"Paleovirology” is the study of ancient extinct viruses (called “paleoviruses”) and the effects that these agents have had on the evolution of their hosts. I will focus on studies that have employed computational and genetic techniques to identify such ancient viruses, or their evolutionary imprints, in our genomes. I will also discuss how such studies reveal an undescribed landscape of ancient viral infections, and novel insights into how to combat pathogenic viruses today.
About the speaker
Harmit Malik got his BTech, Chemical Engineering, Indian Institute of Technology, Mumbai, India where he became interested in molecular biology due to Prof. K.K. Rao and in evolution by reading Richard Dawkins’ “The Selfish Gene”. He then moved to the US to get his PhD in Biology, at the University of Rochester, NY, under the mentorship of Prof. Thomas Eickbush. In 1999, he moved to Seattle to the Fred Hutchinson Cancer Research Center (the “Hutch"), to do his postdoc with Dr. Steve Henikoff. IN 2003, he started his own lab at the Hutch, where he has been ever since. In 2009, he was awarded an Early Career Scientist of the Howard Hughes Medical Institute and a Full Investigator in 2013.

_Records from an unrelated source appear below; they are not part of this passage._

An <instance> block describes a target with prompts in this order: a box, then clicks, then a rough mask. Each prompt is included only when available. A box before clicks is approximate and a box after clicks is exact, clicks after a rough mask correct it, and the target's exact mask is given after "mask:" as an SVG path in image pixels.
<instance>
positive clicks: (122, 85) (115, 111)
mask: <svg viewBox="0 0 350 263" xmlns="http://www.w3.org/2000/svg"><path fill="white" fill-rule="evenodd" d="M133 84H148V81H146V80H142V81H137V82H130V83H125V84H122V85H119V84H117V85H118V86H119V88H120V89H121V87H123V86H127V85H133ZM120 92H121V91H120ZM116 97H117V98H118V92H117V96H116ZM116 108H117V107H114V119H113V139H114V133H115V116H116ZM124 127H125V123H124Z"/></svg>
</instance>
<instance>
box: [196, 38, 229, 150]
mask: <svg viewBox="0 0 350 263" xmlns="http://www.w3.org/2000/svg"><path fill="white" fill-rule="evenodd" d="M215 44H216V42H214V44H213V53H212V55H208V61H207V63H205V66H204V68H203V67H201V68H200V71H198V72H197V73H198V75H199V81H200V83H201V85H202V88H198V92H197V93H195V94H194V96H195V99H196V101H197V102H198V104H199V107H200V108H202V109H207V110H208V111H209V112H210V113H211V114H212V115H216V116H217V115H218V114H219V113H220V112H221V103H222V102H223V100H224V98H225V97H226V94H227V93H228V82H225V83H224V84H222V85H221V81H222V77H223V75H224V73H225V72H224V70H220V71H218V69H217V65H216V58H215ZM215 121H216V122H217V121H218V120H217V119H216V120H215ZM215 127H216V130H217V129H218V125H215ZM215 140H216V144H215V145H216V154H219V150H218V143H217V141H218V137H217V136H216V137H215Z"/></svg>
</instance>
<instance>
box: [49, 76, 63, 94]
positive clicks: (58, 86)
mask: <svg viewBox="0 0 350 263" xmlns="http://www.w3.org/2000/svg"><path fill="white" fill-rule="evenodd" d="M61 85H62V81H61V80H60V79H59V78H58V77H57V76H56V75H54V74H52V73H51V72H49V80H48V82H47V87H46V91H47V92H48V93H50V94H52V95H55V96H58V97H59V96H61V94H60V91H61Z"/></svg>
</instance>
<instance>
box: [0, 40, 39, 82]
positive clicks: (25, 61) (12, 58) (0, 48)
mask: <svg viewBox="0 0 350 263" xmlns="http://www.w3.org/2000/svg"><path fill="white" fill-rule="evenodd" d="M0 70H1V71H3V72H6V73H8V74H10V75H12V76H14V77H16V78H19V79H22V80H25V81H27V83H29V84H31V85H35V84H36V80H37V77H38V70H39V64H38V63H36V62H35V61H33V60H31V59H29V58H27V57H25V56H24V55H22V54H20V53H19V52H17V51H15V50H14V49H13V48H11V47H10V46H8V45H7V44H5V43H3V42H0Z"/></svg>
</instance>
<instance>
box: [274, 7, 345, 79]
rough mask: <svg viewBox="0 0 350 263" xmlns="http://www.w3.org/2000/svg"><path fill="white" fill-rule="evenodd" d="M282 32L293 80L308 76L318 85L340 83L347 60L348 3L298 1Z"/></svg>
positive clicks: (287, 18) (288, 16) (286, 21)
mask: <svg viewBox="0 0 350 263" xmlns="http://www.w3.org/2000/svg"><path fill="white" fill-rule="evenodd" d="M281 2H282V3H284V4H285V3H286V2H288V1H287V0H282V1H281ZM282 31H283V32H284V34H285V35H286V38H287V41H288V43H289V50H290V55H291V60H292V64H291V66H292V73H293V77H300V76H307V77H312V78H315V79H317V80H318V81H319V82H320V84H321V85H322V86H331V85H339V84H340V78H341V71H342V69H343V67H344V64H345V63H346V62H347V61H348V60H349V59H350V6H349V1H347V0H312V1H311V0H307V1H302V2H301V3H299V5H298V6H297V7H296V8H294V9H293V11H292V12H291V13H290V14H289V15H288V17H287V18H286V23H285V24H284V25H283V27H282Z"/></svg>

Harmit Malik studies the causes and consequences of genetic conflicts that take place between different genomes (e.g., host-virus interactions, mitochondrial conflicts with nuclear genomes) or between components of the same genome (e.g., chromosomal competition at centromeric regions). He is interested in understanding these "molecular arms races" and how they drive recurrent genetic innovation, from the perspective of both evolutionary biology and human disease. Malik and his colleagues have used an evolutionary lens to dissect and discover both primate antiviral as well as viral adaptation strategies. By taking advantage of viral ‘fossils’ in animal genomes and intense episodes of ancient host gene adaptation, his work has helped found the field of Paleovirology. His lab has been able to describe functional outcomes of ancient host-virus arms races by resurrecting both host and viral proteins from the evolutionary record. A significant area of research in the Malik lab is the study of rapid evolution in genes involved in essential cellular processes such as chromosome segregation and mitochondrial biology. He has proposed that unusual genetic conflicts during meiosis drive the unexpectedly rapid evolution of centromeric DNA and proteins, which in turn may provide a basis of postzygotic reproductive isolation between recently diverged species.